California legislators consider group-parenting measure


SACRAMENTO, Calif. — A bill that seeks to radically redefine the term "parent" is edging closer to becoming law in California.

SB 1476, authored by San Francisco Democrat Mark Leno, seeks to allow any number of adults to share legal custody of a child. The bill already passed the Senate and at least one committee in the General Assembly, and could soon come up for a floor vote.

According to the text, "This bill would, in the case of a child with more than 2 legal parents, require the court to allocate custody and visitation among the parents based on the best interest of the child, including stability for the child."

Leno — who is openly homosexual — says his bill is meant to help children who have unconventional family arrangements, such as gay parents, as well as sperm donors and surrogate mothers. But California Family Policy Council Executive Director Ron Prentice said that's not all it will do.

"Just about any bill that Senator Leno puts out specific to the nature of family really has behind it a bearing on deconstructing traditional marriage and traditional families," he said. "His example is a woman who was involved in a lesbian relationship but separated and had a sexual tryst with a man, got pregnant, and so now all three adults should play ping-pong with this kid as the ball."

Glenn Stanton, Focus on the Family's director of family formation studies, pointed out how such arrangements may actually harm children, rather than help them.

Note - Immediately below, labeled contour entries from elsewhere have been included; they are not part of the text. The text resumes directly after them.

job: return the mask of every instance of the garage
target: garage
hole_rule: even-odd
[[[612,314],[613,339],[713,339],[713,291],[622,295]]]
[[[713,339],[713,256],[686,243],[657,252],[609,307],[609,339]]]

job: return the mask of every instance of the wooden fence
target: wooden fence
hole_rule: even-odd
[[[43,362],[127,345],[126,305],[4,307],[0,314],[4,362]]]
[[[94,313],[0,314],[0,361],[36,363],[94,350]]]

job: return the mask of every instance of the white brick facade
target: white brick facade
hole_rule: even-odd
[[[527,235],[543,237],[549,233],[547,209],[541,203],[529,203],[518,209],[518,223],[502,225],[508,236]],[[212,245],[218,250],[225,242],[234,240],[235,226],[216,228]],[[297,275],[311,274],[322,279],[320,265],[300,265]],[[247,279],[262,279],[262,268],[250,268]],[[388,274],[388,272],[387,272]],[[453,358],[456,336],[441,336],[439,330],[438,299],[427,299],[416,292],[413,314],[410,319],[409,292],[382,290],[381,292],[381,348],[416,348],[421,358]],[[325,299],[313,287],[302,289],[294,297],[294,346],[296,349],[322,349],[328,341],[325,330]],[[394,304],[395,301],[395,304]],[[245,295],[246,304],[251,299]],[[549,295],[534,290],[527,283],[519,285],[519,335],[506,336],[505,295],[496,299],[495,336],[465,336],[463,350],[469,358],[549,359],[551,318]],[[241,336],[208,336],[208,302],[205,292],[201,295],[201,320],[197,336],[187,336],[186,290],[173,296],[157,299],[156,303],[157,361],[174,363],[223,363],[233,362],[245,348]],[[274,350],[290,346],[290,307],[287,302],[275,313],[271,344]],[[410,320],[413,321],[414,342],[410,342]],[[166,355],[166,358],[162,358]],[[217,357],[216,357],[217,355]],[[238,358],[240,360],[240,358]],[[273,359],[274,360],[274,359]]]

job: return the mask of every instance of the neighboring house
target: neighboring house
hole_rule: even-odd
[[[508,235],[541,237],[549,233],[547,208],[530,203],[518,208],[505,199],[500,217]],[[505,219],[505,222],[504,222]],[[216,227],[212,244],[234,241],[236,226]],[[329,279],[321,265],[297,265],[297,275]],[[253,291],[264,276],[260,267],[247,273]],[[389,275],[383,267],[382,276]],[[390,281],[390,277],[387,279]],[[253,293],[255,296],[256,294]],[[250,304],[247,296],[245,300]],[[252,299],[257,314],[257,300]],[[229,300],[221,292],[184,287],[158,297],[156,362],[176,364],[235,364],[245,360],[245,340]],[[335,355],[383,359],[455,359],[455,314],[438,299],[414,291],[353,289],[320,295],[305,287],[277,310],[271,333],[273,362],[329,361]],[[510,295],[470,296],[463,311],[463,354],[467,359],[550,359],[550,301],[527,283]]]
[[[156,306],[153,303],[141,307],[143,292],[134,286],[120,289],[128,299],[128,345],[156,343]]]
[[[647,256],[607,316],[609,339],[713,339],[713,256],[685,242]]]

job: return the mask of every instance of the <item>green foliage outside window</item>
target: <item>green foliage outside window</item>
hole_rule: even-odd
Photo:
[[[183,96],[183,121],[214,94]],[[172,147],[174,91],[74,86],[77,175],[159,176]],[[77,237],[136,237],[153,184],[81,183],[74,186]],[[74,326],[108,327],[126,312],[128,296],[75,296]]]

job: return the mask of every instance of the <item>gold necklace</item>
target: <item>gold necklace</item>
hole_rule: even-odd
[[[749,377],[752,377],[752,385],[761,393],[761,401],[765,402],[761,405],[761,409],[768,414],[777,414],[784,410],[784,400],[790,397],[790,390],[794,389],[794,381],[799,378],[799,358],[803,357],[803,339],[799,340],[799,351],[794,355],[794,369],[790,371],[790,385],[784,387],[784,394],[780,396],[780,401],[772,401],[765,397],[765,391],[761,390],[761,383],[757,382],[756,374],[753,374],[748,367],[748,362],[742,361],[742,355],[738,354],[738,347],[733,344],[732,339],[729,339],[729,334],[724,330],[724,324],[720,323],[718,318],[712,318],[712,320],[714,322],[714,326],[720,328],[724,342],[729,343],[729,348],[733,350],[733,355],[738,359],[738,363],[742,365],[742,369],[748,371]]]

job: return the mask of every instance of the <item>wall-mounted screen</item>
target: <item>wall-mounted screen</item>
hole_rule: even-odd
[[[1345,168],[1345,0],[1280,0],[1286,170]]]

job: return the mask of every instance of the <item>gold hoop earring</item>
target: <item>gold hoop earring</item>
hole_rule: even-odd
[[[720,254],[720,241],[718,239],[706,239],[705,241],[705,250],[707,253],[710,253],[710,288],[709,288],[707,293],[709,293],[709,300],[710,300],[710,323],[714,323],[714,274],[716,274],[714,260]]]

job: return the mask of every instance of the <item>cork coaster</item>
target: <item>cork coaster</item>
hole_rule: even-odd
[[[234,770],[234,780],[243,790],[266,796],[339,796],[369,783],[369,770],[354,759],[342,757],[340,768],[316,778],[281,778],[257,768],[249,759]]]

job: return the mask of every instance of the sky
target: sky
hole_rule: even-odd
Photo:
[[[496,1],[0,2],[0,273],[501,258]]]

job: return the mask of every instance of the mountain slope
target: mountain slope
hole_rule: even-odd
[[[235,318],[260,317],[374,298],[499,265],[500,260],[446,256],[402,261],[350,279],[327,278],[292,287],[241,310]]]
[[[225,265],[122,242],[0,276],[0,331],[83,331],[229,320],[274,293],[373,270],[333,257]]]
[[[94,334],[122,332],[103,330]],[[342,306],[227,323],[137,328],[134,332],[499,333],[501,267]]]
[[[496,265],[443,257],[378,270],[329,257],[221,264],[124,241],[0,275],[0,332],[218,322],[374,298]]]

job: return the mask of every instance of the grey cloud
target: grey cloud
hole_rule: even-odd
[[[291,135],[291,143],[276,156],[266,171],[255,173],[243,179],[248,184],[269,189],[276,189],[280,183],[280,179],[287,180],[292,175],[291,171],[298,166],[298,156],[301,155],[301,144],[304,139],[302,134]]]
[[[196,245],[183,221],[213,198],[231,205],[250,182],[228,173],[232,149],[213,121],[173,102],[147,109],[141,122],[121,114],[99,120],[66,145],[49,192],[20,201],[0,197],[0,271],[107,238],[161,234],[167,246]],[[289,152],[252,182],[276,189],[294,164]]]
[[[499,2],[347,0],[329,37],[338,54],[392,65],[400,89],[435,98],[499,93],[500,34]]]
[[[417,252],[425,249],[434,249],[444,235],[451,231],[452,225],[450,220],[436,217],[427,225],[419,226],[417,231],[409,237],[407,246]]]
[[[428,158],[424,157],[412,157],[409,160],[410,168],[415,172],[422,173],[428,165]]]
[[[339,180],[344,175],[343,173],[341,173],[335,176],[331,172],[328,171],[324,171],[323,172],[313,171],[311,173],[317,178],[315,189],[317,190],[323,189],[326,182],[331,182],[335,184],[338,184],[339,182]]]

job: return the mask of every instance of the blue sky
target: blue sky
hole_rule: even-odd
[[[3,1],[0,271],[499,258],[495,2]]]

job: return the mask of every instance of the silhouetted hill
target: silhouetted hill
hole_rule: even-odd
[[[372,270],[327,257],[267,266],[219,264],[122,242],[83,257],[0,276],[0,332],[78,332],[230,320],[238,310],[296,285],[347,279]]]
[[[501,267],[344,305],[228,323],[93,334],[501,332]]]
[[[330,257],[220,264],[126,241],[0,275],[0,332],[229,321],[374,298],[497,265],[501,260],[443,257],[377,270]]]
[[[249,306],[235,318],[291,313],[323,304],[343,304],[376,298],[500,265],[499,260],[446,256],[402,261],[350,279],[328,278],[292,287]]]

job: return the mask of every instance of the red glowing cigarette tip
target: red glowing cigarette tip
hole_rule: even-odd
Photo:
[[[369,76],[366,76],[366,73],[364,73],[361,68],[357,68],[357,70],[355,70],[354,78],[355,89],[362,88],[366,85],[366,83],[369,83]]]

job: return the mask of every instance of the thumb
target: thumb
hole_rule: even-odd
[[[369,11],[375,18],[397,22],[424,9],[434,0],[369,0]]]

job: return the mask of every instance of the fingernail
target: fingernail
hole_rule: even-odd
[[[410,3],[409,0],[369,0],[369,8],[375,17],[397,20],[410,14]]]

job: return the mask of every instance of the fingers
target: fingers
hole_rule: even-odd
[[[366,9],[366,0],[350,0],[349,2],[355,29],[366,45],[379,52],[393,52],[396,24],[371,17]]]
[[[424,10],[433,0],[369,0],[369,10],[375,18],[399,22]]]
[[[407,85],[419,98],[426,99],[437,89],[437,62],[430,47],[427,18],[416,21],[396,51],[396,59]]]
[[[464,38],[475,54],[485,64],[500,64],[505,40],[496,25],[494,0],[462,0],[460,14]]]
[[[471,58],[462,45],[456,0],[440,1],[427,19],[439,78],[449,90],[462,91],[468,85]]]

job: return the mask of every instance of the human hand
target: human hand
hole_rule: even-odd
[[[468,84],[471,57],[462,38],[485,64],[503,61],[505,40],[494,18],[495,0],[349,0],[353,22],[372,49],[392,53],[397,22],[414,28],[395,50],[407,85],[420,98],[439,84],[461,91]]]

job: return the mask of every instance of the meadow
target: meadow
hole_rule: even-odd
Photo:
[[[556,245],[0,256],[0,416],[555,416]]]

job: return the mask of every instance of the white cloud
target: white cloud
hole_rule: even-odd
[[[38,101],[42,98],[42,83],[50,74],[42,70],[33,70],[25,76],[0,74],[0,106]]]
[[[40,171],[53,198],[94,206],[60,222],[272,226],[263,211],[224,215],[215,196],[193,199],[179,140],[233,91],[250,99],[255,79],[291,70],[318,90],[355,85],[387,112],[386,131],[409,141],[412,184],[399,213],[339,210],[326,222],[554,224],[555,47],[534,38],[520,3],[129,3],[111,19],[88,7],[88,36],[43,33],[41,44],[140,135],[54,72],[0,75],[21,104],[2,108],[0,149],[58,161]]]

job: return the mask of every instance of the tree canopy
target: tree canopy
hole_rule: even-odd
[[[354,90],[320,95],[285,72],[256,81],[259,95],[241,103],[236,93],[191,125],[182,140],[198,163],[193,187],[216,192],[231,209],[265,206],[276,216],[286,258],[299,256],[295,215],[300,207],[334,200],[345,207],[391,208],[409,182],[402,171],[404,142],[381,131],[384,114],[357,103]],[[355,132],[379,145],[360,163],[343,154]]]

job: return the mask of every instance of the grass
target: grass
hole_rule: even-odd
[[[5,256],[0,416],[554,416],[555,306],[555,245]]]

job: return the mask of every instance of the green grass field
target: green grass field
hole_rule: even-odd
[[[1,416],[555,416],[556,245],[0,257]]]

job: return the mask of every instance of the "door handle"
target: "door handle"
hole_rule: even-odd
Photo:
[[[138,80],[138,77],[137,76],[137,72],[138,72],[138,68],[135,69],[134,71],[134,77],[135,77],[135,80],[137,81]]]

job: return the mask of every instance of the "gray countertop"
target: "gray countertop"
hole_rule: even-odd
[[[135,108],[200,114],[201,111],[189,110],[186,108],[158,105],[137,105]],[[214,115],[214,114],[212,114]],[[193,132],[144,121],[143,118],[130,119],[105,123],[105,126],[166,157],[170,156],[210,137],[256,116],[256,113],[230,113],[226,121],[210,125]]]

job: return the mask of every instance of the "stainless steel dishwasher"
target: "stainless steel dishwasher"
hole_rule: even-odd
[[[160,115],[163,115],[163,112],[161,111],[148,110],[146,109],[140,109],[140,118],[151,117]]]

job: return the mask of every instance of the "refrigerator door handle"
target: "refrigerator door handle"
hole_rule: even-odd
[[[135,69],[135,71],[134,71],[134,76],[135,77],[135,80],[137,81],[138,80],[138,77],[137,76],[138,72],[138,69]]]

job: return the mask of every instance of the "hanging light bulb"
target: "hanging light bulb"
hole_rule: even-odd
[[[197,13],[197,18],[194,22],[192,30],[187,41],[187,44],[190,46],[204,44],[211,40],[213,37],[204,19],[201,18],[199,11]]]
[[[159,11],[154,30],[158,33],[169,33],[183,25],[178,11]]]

"You talk about the ping-ponging between (a divorced) mom and dad?" he said. "Now it's three parents, four parents, five parents — and that is crazy for the kid. If the family breaks up, it will create a very difficult situation for the child. Increase that by more numbers, and you've got a horrible situation.

"No new family form that we have seen has elevated any form of important child well-being," he added. "They've all harmed it. This is just another one of those changes that will hurt children and is driven simply by an adult desire to have them."

Would children of abusive biological parents benefit from such a law? Or those whose biological parents die?

No, said Stanton — because longstanding programs already cater to those children's needs, including foster care and wills appointing legal guardians for minors.

"If (parents are) not willing to do that, they're not likely to sign up for this more-than-two-parentage thing," he said. "The bottom line is: Same-sex marriage is seeking to radically redefine marriage and parenting. This seeks to radically redefine what a parent is, and base it solely on legal claims rather than biological. When you set up parentage on a legal claim, children become property to be fought over. No family, no culture anywhere has found a family alternative that is more effective at raising good children than the mom-and-dad family."